I am wondering if a Merckx Team SC sloping frame that is 48cm(c-c) seat tube and 54cm(c-c) effective top-tube will fit a guy that is 5''10' and has an inseam of around 31.5' well?


----------



## C-40 (Feb 4, 2004)

*55cm TT*

http://www.competitivecyclist.com/za/CCY?PAGE=BRAND_GEOMETRY&BRAND.ID=13

This size should be quite close, but I suspect your cycling inseam is more than 80cm, if not, you've got short legs and a long torso. Check out the Colorado cyclist website for one method of measuring cycling inseam. Be sure to apply saddle like pressure, with no bulky clothing in the way.

www.coloradocyclist.com/bikefit


----------



## Deda (Mar 12, 2005)

*hmm*

just did a measurement... actually, I am 176cm in height and my inseam is 82cm... anyway, i believe that it is 54cm eff top tube as stated from the merckx website.. the distributor that i called up also said its 54cm...


----------



## C-40 (Feb 4, 2004)

*wrong...*

The TT length is clearly 55cm, the c-c frame size is equivalent to a 54cm.

https://www.eddymerckx.be/bike/technical.jpg

82cm is still on the short legged side. The 48 sloping would be plenty tall, but not any too long.

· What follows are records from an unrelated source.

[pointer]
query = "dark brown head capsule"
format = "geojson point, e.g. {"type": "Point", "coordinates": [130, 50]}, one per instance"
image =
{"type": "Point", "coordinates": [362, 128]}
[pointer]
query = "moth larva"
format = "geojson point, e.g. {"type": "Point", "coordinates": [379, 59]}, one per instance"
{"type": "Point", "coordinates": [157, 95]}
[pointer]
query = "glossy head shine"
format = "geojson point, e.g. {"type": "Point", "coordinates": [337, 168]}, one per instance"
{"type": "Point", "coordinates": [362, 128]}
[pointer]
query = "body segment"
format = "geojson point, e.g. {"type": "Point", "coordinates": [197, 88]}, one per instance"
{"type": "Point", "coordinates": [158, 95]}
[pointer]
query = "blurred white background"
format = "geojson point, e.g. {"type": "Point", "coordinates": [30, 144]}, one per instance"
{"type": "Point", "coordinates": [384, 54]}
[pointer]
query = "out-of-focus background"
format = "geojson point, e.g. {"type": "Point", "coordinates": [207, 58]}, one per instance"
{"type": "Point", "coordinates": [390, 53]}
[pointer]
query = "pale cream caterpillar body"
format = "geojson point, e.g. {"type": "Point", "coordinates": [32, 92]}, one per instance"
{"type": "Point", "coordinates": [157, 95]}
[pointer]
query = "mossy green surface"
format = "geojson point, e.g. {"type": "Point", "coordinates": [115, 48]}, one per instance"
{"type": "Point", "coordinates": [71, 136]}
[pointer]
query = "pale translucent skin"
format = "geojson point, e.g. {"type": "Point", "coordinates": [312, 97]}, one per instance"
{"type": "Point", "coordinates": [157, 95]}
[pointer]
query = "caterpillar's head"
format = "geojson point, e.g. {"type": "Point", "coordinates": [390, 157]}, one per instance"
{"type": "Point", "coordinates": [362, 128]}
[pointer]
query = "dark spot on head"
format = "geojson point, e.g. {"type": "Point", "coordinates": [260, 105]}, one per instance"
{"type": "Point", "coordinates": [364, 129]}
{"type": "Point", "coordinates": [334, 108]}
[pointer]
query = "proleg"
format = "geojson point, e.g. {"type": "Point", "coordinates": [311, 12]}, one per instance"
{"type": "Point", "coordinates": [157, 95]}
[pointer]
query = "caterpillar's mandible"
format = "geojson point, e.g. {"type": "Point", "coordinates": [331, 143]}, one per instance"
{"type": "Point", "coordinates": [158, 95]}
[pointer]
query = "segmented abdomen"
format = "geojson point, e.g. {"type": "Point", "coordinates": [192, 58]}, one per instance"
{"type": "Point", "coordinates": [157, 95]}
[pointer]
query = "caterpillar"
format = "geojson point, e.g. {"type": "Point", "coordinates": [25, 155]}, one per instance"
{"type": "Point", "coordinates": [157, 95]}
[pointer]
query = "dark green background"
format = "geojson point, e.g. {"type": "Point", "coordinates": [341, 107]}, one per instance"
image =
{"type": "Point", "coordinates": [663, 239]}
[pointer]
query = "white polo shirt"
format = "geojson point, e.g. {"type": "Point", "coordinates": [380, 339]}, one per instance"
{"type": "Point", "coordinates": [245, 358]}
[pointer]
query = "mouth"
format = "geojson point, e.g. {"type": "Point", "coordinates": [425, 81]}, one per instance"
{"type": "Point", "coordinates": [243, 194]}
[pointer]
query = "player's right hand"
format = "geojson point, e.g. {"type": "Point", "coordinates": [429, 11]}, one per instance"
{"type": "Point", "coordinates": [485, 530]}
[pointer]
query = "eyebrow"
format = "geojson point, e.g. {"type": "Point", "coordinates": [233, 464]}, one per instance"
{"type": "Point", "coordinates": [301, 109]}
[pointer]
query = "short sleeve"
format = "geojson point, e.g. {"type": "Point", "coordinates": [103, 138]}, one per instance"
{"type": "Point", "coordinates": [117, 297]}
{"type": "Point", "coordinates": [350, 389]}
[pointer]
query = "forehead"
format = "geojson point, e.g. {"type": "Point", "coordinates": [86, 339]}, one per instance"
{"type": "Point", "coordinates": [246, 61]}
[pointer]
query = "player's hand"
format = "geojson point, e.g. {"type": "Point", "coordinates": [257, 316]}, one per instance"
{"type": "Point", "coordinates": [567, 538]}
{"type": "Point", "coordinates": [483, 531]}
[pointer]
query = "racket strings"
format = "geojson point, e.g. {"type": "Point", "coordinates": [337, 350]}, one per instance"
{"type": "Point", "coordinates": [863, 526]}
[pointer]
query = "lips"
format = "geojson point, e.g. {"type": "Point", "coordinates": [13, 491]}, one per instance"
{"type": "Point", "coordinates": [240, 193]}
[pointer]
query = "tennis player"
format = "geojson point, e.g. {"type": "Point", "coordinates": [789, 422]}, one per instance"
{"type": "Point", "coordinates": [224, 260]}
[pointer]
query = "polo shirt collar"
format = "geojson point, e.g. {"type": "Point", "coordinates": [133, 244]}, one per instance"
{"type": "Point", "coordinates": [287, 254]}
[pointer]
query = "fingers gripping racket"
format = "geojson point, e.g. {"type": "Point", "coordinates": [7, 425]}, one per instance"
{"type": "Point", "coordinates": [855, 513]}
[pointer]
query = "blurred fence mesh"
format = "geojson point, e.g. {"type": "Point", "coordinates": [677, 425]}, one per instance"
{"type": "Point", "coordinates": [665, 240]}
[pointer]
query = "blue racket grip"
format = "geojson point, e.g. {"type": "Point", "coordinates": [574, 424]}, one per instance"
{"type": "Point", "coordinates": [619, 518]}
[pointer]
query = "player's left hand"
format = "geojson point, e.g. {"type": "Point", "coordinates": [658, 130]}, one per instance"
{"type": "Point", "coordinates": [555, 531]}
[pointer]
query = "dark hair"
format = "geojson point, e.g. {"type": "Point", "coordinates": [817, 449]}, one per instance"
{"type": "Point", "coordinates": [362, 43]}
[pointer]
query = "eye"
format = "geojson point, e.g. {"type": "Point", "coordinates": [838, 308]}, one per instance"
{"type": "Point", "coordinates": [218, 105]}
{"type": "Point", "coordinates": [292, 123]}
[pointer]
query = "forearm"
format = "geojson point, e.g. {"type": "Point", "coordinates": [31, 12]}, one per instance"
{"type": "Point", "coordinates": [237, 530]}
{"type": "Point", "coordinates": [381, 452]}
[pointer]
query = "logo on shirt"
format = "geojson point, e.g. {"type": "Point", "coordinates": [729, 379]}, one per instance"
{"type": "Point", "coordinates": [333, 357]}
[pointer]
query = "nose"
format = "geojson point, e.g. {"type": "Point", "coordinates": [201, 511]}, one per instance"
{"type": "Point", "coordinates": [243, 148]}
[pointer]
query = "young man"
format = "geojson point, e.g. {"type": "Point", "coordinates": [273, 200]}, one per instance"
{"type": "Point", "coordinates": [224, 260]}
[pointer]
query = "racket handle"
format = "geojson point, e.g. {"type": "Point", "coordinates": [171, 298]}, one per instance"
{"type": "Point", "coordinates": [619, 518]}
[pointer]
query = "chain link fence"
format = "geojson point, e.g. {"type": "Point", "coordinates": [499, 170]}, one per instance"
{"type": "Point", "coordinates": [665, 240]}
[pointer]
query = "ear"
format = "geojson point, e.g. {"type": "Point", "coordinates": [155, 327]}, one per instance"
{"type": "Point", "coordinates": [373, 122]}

Interestingly, the 45cm actually has a 1mm longer reach than the larger 48cm, due to the difference in the seat tube angle. Reach is the TT length minus the setback. Either of these frame would require the same length stem.

Ultimately, the decision between these two should be based on saddle height and handlebar height. The head tube is a lot taller on the 48cm. My inseam is 1cm more than yours (but I'm 7cm shorter) , I have a 71cm saddle height and the 48cm would be a bit too tall for me.


----------



## j-son (Jul 16, 2002)

my 48cm sloping team sc has a 55 cm toptube, and a setback of 15.8. i'm 5-9.5 with short stubby legs and a longish torso. i could ride either the 45 or the 48. i chose the 48 because of it's longer headtube. i use a 120mm 84 degree stem.


----------



## Mosovich (Feb 3, 2004)

*Can you post us a pic of your ride..*

I'm looking at a sloping Merckx, but haven't seen one. Thanks!


----------



## j-son (Jul 16, 2002)

sorry for the crappy photo ... best i've got available:


----------



## Mosovich (Feb 3, 2004)

*Headtube length?*

What's your head tube length?

Thanks!


----------